LOS MATICES DE LA CONFIANZA

Domingo 15 de Septiembre del 2019
Jeimy Cano

Recientemente afirmaba el creador del concepto “Cero confianza” cuando estuvo en Forrester Research, el comunicador social John Kindervag, actual Field Chief Technical Officer en Palo Alto Networks en una conferencia internacional: “En ciberseguridad, confiar es una vulnerabilidad” (Gehri, 2019), frase que llama mucho la atención y que muestra las bondades y limitaciones del concepto previamente indicado.

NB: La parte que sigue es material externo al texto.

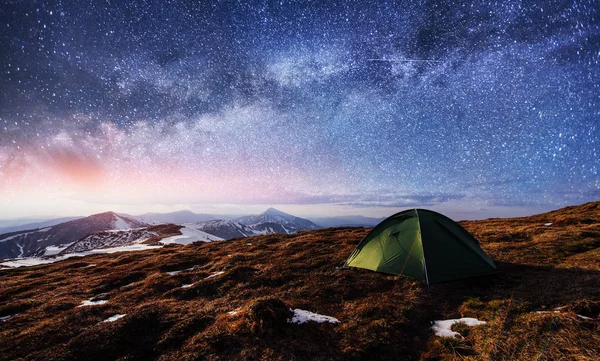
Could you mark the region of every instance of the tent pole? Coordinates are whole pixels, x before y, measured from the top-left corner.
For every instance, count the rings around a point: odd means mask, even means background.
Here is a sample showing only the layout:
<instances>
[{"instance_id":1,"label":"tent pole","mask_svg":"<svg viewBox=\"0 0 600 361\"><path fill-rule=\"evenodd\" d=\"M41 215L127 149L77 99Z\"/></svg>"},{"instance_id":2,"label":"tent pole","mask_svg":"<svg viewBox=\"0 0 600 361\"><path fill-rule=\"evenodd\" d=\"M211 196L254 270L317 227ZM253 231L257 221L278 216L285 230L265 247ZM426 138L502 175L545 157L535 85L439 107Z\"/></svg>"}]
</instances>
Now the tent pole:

“Cero confianza” significa entender la seguridad de la información centrada en los datos. Esto es, identificar los datos más sensibles y hacerlos visibles, establecer los flujos de información alrededor de estos datos sensibles, desarrollar microperímetros alrededor de estos datos con reglas de control de acceso, monitorización y analítica continua del tráfico entrante y saliente desde los diferentes puntos y flujos de información sensible, y articular soluciones automatizadas que desplieguen y orquesten todos estos elementos detallados (Balaouras, Cunningham & Cerrato, 2018).

Con esta vista se confirma que el modelo “cero confianza” implica no confiar en nadie, motivar el menor privilegio posible y monitorización permanente para identificar cualquier comportamiento no previsto o detallado en los controles y validaciones analíticas de la plataforma instalada. En pocas palabras, el individuo y sus comportamientos, en general son el enemigo a vencer, bien por sus acciones no intencionadas, o por sus actividades abiertamente maliciosas en contra de la infraestructura o sistemas que se protegen.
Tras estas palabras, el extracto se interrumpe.